The Dearborn Independent, also known as The Ford International Weekly, was a weekly newspaper established in 1901, and published by Henry Ford from 1919 through 1927. The paper reached a circulation of 900,000 by 1925, second only to the New York Daily News, largely due to a quota system for promotion imposed on Ford dealers. Lawsuits regarding anti-Semitic material published in the paper caused Ford to close it, and the last issue was published in December 1927.
In 1918, Ford's closest aide and private secretary, Ernest G. Liebold, purchased the Independent from Marcus Woodruff, who had been running it at a loss. The initial staff of the newspaper included E. G. Pipp, previously managing editor of the Detroit News, writers William J. Cameron (also formerly of the News) and Marcus Woodruff, and Fred Black as business manager.
The paper was printed on a used press purchased by Ford and installed in Ford's tractor plant in The Rouge. Publication under Mr. Ford was inaugurated in January 1919. The paper initially attracted notoriety in June 1919 with coverage of the libel lawsuit between Henry Ford and the Chicago Tribune, as the stories written by Pipp and Cameron were picked up nationally.

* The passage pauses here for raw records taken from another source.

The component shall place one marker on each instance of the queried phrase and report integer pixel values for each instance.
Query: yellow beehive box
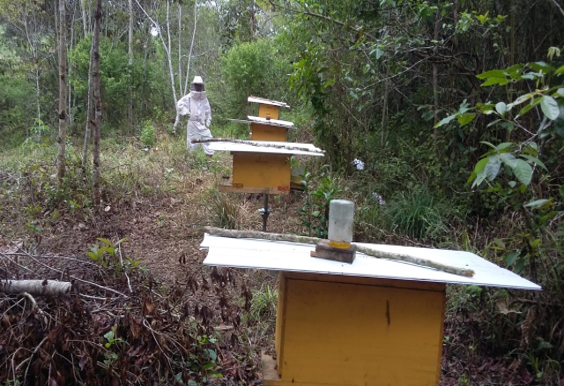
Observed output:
(261, 171)
(267, 107)
(261, 166)
(335, 330)
(375, 322)
(263, 129)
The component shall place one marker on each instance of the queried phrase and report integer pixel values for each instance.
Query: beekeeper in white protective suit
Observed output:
(196, 105)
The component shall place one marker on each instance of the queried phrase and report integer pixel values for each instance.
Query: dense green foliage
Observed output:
(455, 109)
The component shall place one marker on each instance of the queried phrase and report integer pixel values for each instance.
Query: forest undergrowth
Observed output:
(143, 309)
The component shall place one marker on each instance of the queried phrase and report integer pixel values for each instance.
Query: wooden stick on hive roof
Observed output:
(249, 234)
(260, 144)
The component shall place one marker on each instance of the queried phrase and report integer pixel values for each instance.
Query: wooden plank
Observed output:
(268, 133)
(268, 110)
(268, 369)
(391, 283)
(226, 186)
(254, 99)
(257, 170)
(354, 334)
(325, 251)
(280, 316)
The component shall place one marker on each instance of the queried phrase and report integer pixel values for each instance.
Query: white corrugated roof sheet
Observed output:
(264, 121)
(265, 101)
(293, 148)
(283, 256)
(273, 122)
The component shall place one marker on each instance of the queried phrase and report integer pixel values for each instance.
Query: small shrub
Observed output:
(148, 135)
(225, 213)
(415, 214)
(263, 304)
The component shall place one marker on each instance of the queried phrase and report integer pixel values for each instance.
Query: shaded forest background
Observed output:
(442, 121)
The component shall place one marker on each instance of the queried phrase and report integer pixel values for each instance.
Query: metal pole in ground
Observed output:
(265, 213)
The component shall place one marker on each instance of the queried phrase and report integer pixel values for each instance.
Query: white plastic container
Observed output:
(341, 219)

Henry Ford was a pacifist who opposed World War I, and he believed that Jews were responsible for starting wars in order to profit from them: "International financiers are behind all war. They are what is called the international Jew: German Jews, French Jews, English Jews, American Jews. I believe that in all those countries except our own the Jewish financier is supreme ... here the Jew is a threat".
Ford believed that Jews, in their role as financiers, contributed nothing of value to society. He believed that Jewish business workers focused solely on price, and cheapened their products. Ford once bit into a candy bar and, finding it not as good as it once had been, said "The Jews have taken hold of it. They've cheapened it to make more money".
In 1915 Ford blamed Jews for instigating World War I, saying "I know who caused the war: German-Jewish bankers." Later, in 1925, Ford said "What I oppose most is the international Jewish money power that is met in every war. That is what I oppose – a power that has no country and that can order the young men of all countries out to death."